2. Finanzierung – Ausgabenseite:
-
Da derzeit die
höchste Zuwachsrate der Ausgaben der GKV bei den Arzneimitteln liegt, sollte
die Positivliste so schnell wie möglich eingeführt werden. Der Nutzen neuer und
teurer Arzneimittel muss dabei eindeutig nach evidenzbasierten Daten nachgewiesen werden.
- Eine
integrierte Patientenversorgung mit dem Ziel, die starre Trennung von
ambulanter und stationärer Versorgung aufzuheben, kann zu einem Abbau von über- und
Fehlversorgung der Patienten führen und die Unterversorgung in wichtigen
Bereichen mindern.
- Auch eine
Förderung der medizinischen und psychosozialen Kompetenz der Hausärzte
durch entsprechende Veränderungen im Sozial- und Weiterbildungsrecht kann
diesem Ziel dienen.
- Eine
Sicherung der Qualität ärztlicher Tätigkeit (z. B. durch Anwendung
der Prinzipien von evidenzbasierter Medizin) kann auf der Ausgabenseite
positive Effekte haben.
- Eine
Förderung von Prävention wird langfristig ebenfalls ausgabenmindernd
wirken.
- Die
Honorierung ärztlicher Tätigkeit im ambulanten Bereich muss einerseits ein
ausreichenden Einkommen sichern, sollte aber andererseits die Möglichkeit
ausschließen, durch Mengenausweitung zu einer Gewinnmaximierung zu kommen.
Schlussbemerkung:
Gesundheit
ist kein Gut, welches auf dem Markt beliebig handelbar ist. Daher muss eine
Finanzierung des Gesundheitswesens auf einer solidarischen Grundlage erfolgen.

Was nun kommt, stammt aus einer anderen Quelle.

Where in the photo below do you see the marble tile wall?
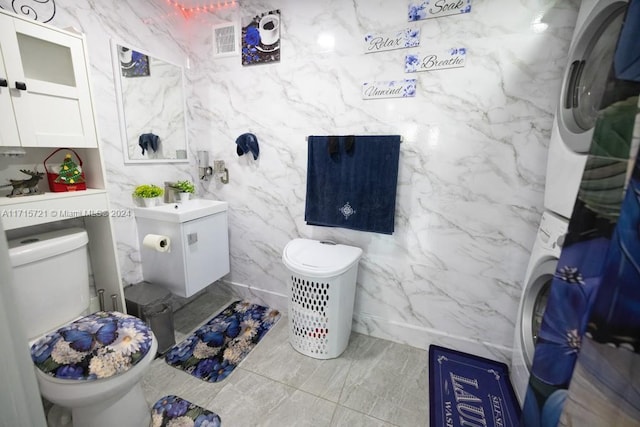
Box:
[0,0,577,360]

Eine weitere, einseitige Verlagerung der Kosten auf die Patienten bzw.
Versicherten wird daher entschieden abgelehnt. Die paritätische Finanzierung
von Sozialleistungen hat in über hundert Jahren zu einer Stabilisierung der
Gesellschaft geführt und darf nicht leichtfertig aufs Spiel gesetzt werden.